An Ethic of Embodiment

If you know me you probably know that I love nerding out over new books. If you don’t know me…you now know this fact about me :)

Recently I have become somewhat obsessed with the book “Against Purity: Living Ethically in Compromised Times” by Alexis Shotwell. Shotwell critiques the mainstream (and privileged) idea of individual health (“healthism”). The idea that an individual is responsible for the purity of their “health” and the way we talk about it has profound impacts not just on other humans, but with all species on this planet we live. The idea of “health” in and of itself is not separate from the ableist, racist, heteronormative structures we exist in. Our ideas of what is healthy or normal need to be deconstructed. Shotwell also deconstructs the idea of what it is to be “human”, reminding us that, “[T]he cells in our body are close to 90 percent nonhuman, that we are “mostly microbe,” popularized by research coming out of the Human Microbiome Project.” (Learn more about the benefits of microbiomes HERE).

“Healthism as a possible practice is heavily racialized; people who live at the site of multiple vectors of vulnerability have less possibility for individually managing their health to resist the structural context that produces premature group-differentiated death” -Alexis Shotwell

I have been in a long, complex journey to discover what it means to be a body. I grew up in fundamental, white, Christian evangelicalism’s purity culture. Which is to say I grew up being told that my body was bad, sinful, dangerous, less-than, and generally just something to be disregarded until I got to my “real home” in heaven. This teaching and understanding involved me spending 4 years as a missionary to help “save souls for Jesus”. All the while ignoring the very real and present bodies of Color that I came in contact with, and the systems of oppression they were navigating here and now. I did not know then what I know now about white supremacy, colonialism, and racism. I perpetuated systems of harm, and continually grieve and own my part in these systems. I found as I began to honor my own body, sensations, emotions, and stories I could no longer ignore the bodies of those I was working with. This ultimately led to discontinuing my “work” in Northern Uganda. This has not meant that I am removed from the systems of white supremacy, colonialism, and racism. Shotwell reminds us that we are all entangled in the histories and systems that have been handed to us. I still exist and live on the stolen land of the Duwamish People. Shotwell borrows the concept of Roxanne Dunbar-Ortiz of “‘[U]nforgetting’ as an active resistance to colonialism”. To unforget is to be “against purity” or the purity myths that allow (typically white, middle to upper class, Christian, straight, able-bodied) folks to deny the entanglements in the systems that perpetuate harm disproportionately on bodies of Color, LBGTQ bodies, and disabled bodies.

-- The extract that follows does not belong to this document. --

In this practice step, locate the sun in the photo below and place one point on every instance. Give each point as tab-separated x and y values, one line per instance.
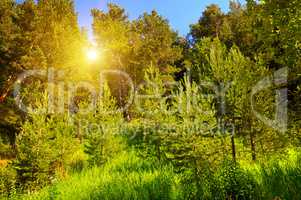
92	54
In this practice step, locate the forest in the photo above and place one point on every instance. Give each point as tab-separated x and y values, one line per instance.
145	113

When we can own the dichotomy that our body is and isn’t our own we can begin to live in ethical ways that honor all bodies. This requires a releasing of hyper-individualistic, capitalistic mindsets and embracing the very real interconnection we have with micro-organisms, amphibians, other mammals, and other so-called humans. An ethic of embodiment requires us to realize that our skin both is and isn’t a boundary to the world around us. There is no way for us to be ‘pure’ or ‘uncontaminated’ by the long history of white supremacy, colonialism, patriarchy, capitalism…you name it…we are in it! We are in a tangled web of individual and collective stories we cannot escape. We can; however, decide how then we want to live. We cannot decide how to live without coming to terms with the very real moment. Ethics begins with telling the whole story of how we got here so that we can realize how the past, present, and future are constantly intertwines with one another.

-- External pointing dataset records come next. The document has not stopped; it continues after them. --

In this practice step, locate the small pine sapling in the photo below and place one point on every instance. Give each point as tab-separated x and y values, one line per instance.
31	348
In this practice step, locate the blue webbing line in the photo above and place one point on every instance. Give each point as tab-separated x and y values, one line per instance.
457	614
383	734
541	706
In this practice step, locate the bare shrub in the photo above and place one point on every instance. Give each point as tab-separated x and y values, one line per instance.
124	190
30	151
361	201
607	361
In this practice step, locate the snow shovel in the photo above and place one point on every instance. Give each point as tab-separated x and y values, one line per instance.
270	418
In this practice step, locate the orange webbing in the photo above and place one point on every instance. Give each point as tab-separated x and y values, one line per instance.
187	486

We must unforget the real stories of the past to write possible stories of flourishing for the future beginning in the present moment.

“A central feature of white settler colonial subjectivity is forgetting; we live whiteness in part as active ignorance and forgetting…forgetting must be an active and ongoing thing.” -Alexis Shotwell

To be against purity is to begin with some questions… (first 2 questions from teaching of Justin Robinson)

  1. Who’s land am I inhabiting?

  2. How did I or my people get here?

  3. What is my access to privilege and power?

  4. What is my ability to buy “pure” or “clean” products? What does this imply about my geographic location? Socioeconomic status?

  5. What is my bias about what it means to be “ethical” as an individual? How can I begin to think more collectively about what it means to live ethically?

  6. Do I think about the farmers who grow and harvest my food? The workers who provide my energy for my house? The service laborers who magically take away my waste? What can I do ethically in light of the exploitation that exists for manual laborers?

Many of us may not even have answers to these questions, and the active ignorance and forgetting becomes very real as we stumble through trying to find them. It may take conversations, research, DNA tests, google searches and more to even begin to scratch the surface of these questions. But this work is necessary and significant. It enables us to be responsible for the body we indwell and the world we inhabit. The messier we allow our stories to be the more we open up to the current entanglements in our bodies, communities, ecologies, systems, and world. An ethic of embodiment is one that invites us to live in to the interconnection we have with all that is.